Aqui não somos heróis ou bravos guerreiros. Somos um estudioso que busca investigar a verdade completa sobre a ilha e a lenda. Para fazer isso, somos acompanhados por um caderno de confiança no qual podemos anotar os murais que encontramos, e uma tocha de confiança que se tornará nosso trunfo contra a escuridão e a morte. Ao entrarmos nas ruínas, teremos que desviar as perigosas armadilhas preparadas por seus construtores e fazer combinações com pedras luminosas para abrir o caminho, em seções cheias de ação. Se a tocha se apagar, está tudo acabado...
Sobre? Quase. Na primeira vez que nossa tocha se apaga, caímos em uma espécie de transe em que descobrimos um maxio (um espírito benigno também da tradição canária) que nos acompanhará na aventura e com quem podemos cruzar o véu para explorar o mundo espiritual.

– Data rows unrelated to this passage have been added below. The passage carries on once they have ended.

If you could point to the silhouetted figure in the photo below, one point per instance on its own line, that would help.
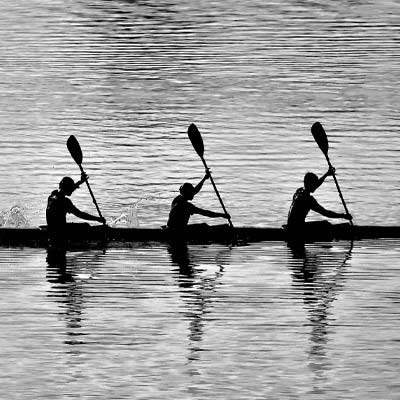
(182, 208)
(303, 202)
(59, 205)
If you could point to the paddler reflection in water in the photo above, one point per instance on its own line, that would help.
(58, 205)
(182, 208)
(303, 202)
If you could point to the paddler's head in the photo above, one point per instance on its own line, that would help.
(67, 185)
(310, 182)
(187, 191)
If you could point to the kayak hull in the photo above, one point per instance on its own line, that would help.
(83, 234)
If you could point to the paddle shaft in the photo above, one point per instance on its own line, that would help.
(216, 190)
(91, 193)
(337, 186)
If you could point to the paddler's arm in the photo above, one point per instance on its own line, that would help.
(83, 215)
(207, 213)
(321, 180)
(200, 184)
(84, 178)
(327, 213)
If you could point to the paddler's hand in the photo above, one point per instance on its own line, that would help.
(84, 178)
(331, 171)
(347, 216)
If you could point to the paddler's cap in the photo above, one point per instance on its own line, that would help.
(187, 190)
(67, 184)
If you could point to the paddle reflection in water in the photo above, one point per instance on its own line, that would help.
(67, 275)
(198, 277)
(318, 271)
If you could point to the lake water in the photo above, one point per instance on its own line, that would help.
(260, 321)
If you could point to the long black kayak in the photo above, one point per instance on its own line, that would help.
(83, 234)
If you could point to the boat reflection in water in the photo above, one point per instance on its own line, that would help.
(318, 270)
(198, 273)
(68, 274)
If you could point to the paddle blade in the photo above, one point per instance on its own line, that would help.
(196, 139)
(75, 149)
(320, 137)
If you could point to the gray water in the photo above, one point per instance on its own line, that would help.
(127, 78)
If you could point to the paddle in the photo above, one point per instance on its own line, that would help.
(76, 153)
(198, 145)
(321, 138)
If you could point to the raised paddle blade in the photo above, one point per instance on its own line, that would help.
(320, 137)
(75, 149)
(196, 139)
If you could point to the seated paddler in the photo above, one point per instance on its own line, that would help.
(182, 208)
(303, 202)
(59, 205)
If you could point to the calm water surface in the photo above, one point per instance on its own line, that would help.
(261, 321)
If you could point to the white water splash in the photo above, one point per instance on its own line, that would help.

Essas seções de quebra-cabeça no Reino Espiritual compartilham o mesmo layout do mundo real, mas sua resolução é diferente: não há inimigos e os quebra-cabeças mudam completamente, embora o elemento luz esteja sempre presente. No entanto, Guayota tem um design duplo de cada nível que progride em paralelo, cada 'reino' oferecendo um pedaço da história.

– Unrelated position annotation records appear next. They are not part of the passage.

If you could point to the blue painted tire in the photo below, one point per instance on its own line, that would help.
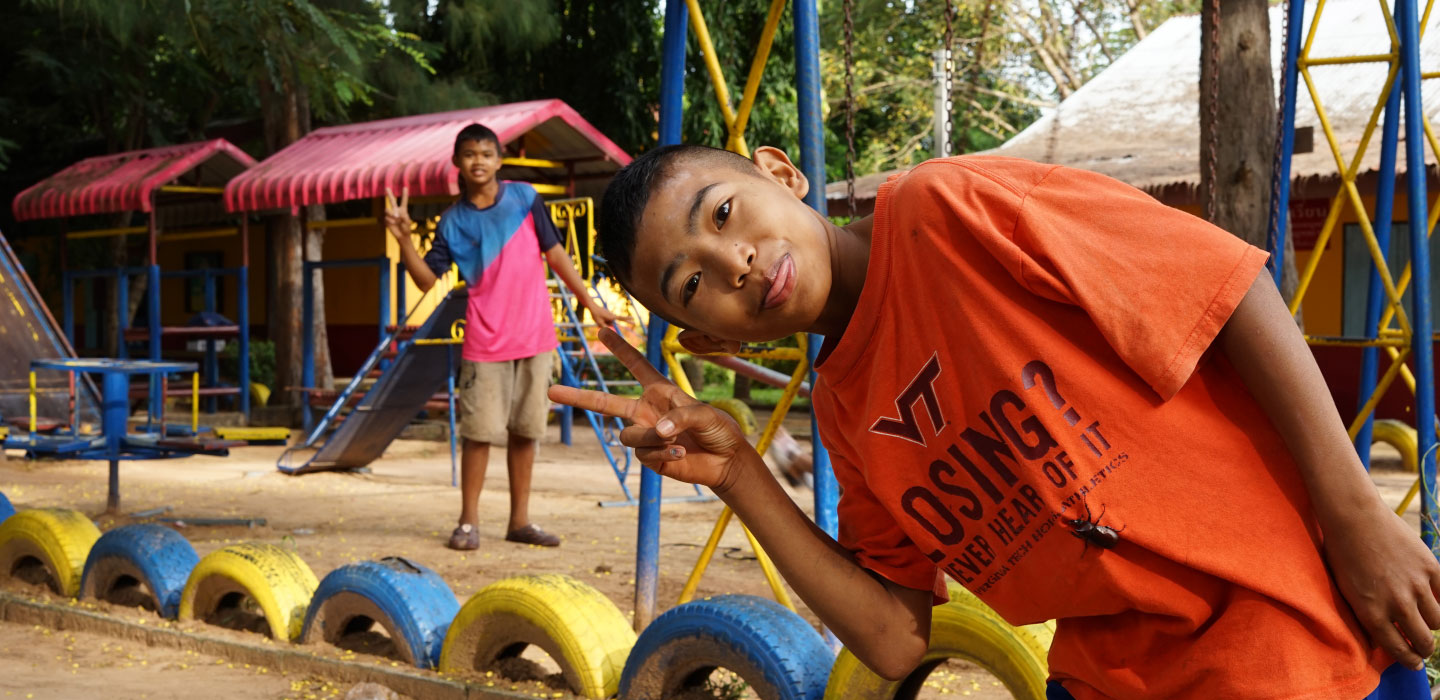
(411, 601)
(774, 650)
(141, 565)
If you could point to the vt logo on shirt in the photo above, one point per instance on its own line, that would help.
(981, 504)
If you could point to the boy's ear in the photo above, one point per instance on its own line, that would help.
(776, 164)
(700, 343)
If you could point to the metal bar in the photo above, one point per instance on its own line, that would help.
(244, 293)
(532, 163)
(450, 362)
(120, 231)
(343, 223)
(1288, 137)
(1384, 205)
(1409, 25)
(752, 82)
(706, 556)
(1341, 61)
(707, 52)
(307, 347)
(187, 189)
(671, 107)
(812, 163)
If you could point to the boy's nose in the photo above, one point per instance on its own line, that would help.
(740, 261)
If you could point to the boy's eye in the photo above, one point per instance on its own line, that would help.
(689, 290)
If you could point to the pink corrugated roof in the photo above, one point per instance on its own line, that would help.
(123, 182)
(360, 160)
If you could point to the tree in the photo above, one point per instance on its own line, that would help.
(1237, 87)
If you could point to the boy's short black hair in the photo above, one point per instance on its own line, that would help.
(628, 193)
(477, 133)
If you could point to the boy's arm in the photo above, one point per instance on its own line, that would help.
(559, 261)
(398, 222)
(886, 625)
(1380, 565)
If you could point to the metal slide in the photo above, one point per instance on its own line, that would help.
(416, 373)
(28, 331)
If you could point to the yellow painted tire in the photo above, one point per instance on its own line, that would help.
(274, 578)
(59, 539)
(1400, 437)
(962, 628)
(739, 412)
(582, 631)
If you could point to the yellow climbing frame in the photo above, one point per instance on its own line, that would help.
(1394, 340)
(736, 120)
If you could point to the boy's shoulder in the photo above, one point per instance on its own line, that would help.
(1014, 177)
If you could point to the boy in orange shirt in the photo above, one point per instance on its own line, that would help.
(1077, 402)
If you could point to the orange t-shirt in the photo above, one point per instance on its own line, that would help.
(1031, 342)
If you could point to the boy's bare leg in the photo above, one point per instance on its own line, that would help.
(520, 458)
(473, 461)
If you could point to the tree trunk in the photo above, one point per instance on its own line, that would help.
(1244, 120)
(287, 118)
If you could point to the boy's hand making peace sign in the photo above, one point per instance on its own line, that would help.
(398, 215)
(671, 432)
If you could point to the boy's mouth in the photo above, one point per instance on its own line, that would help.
(779, 283)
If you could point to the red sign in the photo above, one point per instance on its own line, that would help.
(1306, 221)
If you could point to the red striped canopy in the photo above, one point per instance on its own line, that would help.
(360, 160)
(124, 182)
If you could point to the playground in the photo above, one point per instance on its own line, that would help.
(228, 402)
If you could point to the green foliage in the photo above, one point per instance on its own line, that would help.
(262, 362)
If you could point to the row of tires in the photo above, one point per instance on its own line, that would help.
(775, 651)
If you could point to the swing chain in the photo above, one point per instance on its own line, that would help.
(948, 146)
(1272, 234)
(1213, 91)
(850, 110)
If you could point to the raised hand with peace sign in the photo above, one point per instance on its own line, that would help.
(671, 432)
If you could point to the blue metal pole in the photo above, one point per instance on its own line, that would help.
(1292, 42)
(1420, 321)
(307, 347)
(1375, 293)
(212, 360)
(244, 293)
(671, 108)
(68, 304)
(121, 307)
(812, 163)
(385, 295)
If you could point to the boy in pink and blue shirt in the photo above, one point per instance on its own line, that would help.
(497, 235)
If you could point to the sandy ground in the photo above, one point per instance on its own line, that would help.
(402, 507)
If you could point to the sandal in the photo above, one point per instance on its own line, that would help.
(533, 535)
(465, 537)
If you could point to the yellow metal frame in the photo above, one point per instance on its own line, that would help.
(736, 121)
(1394, 340)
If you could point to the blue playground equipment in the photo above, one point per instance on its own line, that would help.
(812, 163)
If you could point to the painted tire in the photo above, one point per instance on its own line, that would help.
(774, 650)
(274, 578)
(582, 631)
(1400, 437)
(962, 628)
(143, 565)
(740, 412)
(412, 604)
(59, 539)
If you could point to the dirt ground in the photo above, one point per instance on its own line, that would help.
(405, 506)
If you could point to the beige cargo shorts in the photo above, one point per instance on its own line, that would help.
(504, 398)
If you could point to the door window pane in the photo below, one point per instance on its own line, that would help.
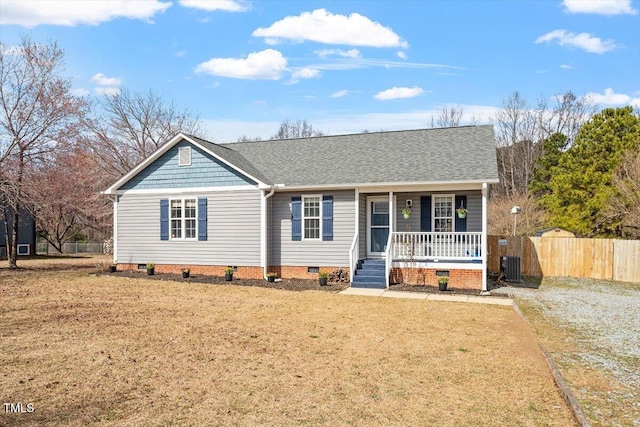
(379, 237)
(443, 214)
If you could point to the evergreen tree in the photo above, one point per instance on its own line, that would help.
(552, 149)
(580, 184)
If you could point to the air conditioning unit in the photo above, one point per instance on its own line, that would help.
(510, 268)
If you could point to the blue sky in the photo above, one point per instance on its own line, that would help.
(344, 66)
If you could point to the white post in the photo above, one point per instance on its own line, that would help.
(115, 228)
(357, 232)
(485, 257)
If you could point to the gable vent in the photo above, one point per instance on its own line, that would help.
(184, 156)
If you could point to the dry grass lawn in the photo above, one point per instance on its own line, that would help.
(87, 349)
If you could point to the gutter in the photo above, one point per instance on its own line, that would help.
(263, 231)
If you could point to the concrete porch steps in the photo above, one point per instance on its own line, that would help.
(370, 275)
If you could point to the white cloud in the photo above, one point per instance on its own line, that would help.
(611, 98)
(212, 5)
(351, 53)
(71, 13)
(583, 41)
(306, 73)
(80, 92)
(399, 92)
(108, 86)
(268, 64)
(339, 94)
(341, 124)
(107, 91)
(599, 7)
(102, 80)
(324, 27)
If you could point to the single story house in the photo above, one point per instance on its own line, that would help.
(383, 200)
(26, 232)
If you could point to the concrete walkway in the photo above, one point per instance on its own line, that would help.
(431, 297)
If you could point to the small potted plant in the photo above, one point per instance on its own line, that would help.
(322, 278)
(406, 212)
(443, 281)
(228, 274)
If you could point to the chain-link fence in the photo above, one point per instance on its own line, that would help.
(72, 248)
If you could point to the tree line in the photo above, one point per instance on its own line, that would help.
(562, 162)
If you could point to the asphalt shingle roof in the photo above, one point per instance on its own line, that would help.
(466, 153)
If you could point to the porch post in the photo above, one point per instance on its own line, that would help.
(485, 257)
(115, 229)
(391, 208)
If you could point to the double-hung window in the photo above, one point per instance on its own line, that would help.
(443, 214)
(183, 218)
(311, 217)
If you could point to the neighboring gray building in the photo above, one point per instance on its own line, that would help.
(384, 200)
(26, 233)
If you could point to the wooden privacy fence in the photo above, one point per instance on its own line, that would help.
(565, 256)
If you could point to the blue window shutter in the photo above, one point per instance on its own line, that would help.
(202, 219)
(164, 219)
(461, 223)
(425, 213)
(296, 218)
(327, 217)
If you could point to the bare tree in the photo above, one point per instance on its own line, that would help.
(623, 208)
(38, 115)
(297, 129)
(515, 126)
(566, 115)
(449, 117)
(132, 126)
(500, 220)
(64, 192)
(521, 130)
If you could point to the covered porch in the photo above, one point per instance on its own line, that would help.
(420, 229)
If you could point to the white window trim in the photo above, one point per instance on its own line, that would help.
(453, 212)
(182, 150)
(302, 217)
(183, 219)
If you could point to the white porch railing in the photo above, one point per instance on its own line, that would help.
(387, 260)
(441, 246)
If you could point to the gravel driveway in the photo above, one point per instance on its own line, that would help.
(605, 320)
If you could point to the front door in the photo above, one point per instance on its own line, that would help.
(377, 226)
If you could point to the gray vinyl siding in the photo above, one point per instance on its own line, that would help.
(204, 171)
(474, 210)
(335, 253)
(233, 231)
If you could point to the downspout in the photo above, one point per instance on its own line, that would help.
(115, 228)
(263, 232)
(485, 257)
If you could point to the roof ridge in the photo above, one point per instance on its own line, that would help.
(227, 144)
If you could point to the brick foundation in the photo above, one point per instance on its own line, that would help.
(291, 272)
(286, 272)
(459, 279)
(207, 270)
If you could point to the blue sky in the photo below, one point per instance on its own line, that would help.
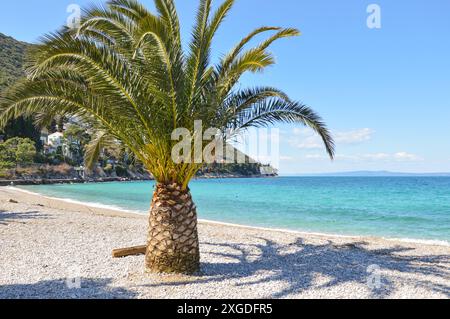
(385, 93)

E a variedade e engenhosidade farão as delícias dos fãs do gênero. Guayota é um desafio simples em sua apresentação, mas distorcido em sua resolução. Haverá seções onde você terá que vagar pelo cenário apertado, procurando aquele detalhe esquecido, e outras onde você perderá a paciência com as armadilhas exaustivas e a mobilidade do nosso protagonista.

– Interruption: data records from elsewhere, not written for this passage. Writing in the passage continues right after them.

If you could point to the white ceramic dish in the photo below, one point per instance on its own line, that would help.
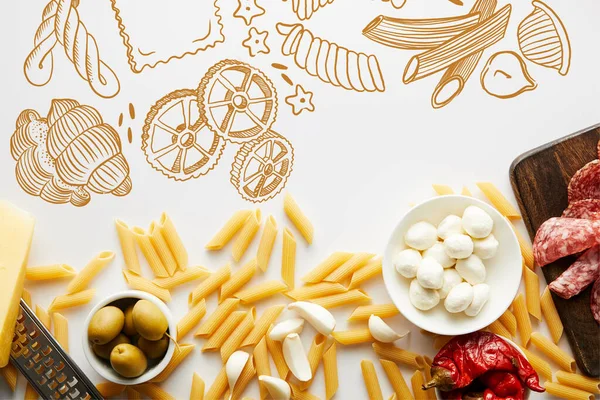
(503, 271)
(103, 366)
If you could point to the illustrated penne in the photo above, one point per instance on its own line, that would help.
(85, 276)
(138, 282)
(363, 313)
(553, 352)
(260, 291)
(246, 235)
(128, 246)
(71, 300)
(288, 259)
(238, 280)
(267, 241)
(191, 319)
(49, 272)
(226, 233)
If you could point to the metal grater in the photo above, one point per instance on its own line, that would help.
(45, 364)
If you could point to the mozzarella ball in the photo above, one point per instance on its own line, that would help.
(477, 222)
(471, 270)
(485, 248)
(451, 279)
(421, 298)
(481, 294)
(407, 262)
(458, 246)
(451, 225)
(459, 298)
(430, 274)
(438, 253)
(421, 236)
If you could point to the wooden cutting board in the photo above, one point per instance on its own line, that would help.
(540, 179)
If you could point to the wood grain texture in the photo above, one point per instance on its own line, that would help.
(540, 179)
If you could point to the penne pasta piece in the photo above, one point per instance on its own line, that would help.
(168, 231)
(371, 380)
(553, 352)
(49, 272)
(267, 241)
(238, 280)
(260, 292)
(261, 327)
(191, 319)
(137, 282)
(369, 271)
(498, 200)
(128, 247)
(180, 354)
(300, 221)
(396, 354)
(247, 233)
(211, 284)
(396, 380)
(82, 280)
(363, 313)
(71, 300)
(217, 318)
(551, 317)
(354, 296)
(288, 259)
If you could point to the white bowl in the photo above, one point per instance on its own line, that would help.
(503, 271)
(103, 366)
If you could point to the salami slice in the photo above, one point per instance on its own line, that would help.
(578, 276)
(585, 184)
(561, 237)
(584, 209)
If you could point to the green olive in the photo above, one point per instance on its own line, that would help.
(149, 321)
(104, 350)
(154, 350)
(128, 361)
(105, 325)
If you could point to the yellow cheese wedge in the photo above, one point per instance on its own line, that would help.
(16, 232)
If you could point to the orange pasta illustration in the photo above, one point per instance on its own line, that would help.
(68, 155)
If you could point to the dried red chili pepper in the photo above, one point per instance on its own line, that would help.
(465, 358)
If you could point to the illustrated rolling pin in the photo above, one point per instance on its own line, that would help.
(329, 62)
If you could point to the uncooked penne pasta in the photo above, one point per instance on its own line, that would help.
(363, 313)
(128, 247)
(71, 300)
(267, 241)
(226, 233)
(371, 380)
(191, 319)
(49, 272)
(260, 291)
(288, 259)
(553, 352)
(84, 277)
(137, 282)
(551, 317)
(246, 235)
(238, 280)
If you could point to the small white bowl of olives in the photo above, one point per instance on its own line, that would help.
(130, 337)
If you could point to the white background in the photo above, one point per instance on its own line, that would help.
(361, 158)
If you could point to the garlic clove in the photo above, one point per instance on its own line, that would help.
(277, 388)
(284, 328)
(316, 315)
(295, 358)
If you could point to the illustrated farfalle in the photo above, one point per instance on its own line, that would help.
(72, 152)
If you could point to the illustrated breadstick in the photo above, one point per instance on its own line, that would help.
(330, 62)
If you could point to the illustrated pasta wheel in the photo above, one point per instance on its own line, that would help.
(262, 167)
(176, 139)
(238, 100)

Talvez esta seja a minha maior reclamação com o jogo, que os níveis em que o movimento e a precisão para desviar de ataques de armadilha são 'perfeitos em pixels' e também forçam você a passar por essas áreas mortais pelo menos algumas vezes. Se a tocha se apagar, você terá que repetir o nível, e garanto que nos estágios mais avançados repetir o caminho e lembrar os passos do grande quebra-cabeça pode ser uma tortura.
Felizmente, os quebra-cabeças são pura genialidade e uma profusão de bom design, que é tudo o que você pode pedir aqui. Além disso, a progressão da dificuldade também é suave, e você sente que a cada nível concluído sua habilidade aumenta, assim como seu conhecimento da história. Na verdade, se uma seção ficar muito difícil, você pode pulá-la e passar para a próxima, embora tudo tenha um preço: há vários finais para a história de Guayota, e tenho a sensação de que, para tirar o melhor deles, teremos que descobrir toda a verdade sobre o que realmente aconteceu aqui. Em qualquer caso, a rejogabilidade estará sujeita ao conhecimento dos diferentes resultados.
Eu não sou o jogo de plataforma mais habilidoso, nem o solucionador de quebra-cabeças mais rápido, então minha percepção do que Guayota tem a oferecer em termos de tempo de jogo (cerca de 15 horas) pode ser muito, muito longa em comparação com outros. No entanto, isso me deu satisfação suficiente e um desafio suficiente (às vezes, limítrofe também) para me impedir de desistir.
Mesmo sem ser o jogo mais bonito ou tecnicamente polido, Guayota tem aquela auréola de orgulho e ambição de criar um nicho para si mesmo no calendário lotado deste verão. A dublagem e localização do jogo são excelentes, e o som e a trilha sonora criam a atmosfera para mergulhar você na aventura, que já tem um enorme valor na recuperação e divulgação da tradição canária e suas lendas. Se você estava procurando um desafio para aguçar sua mente, a lenda de Guayota espera por você.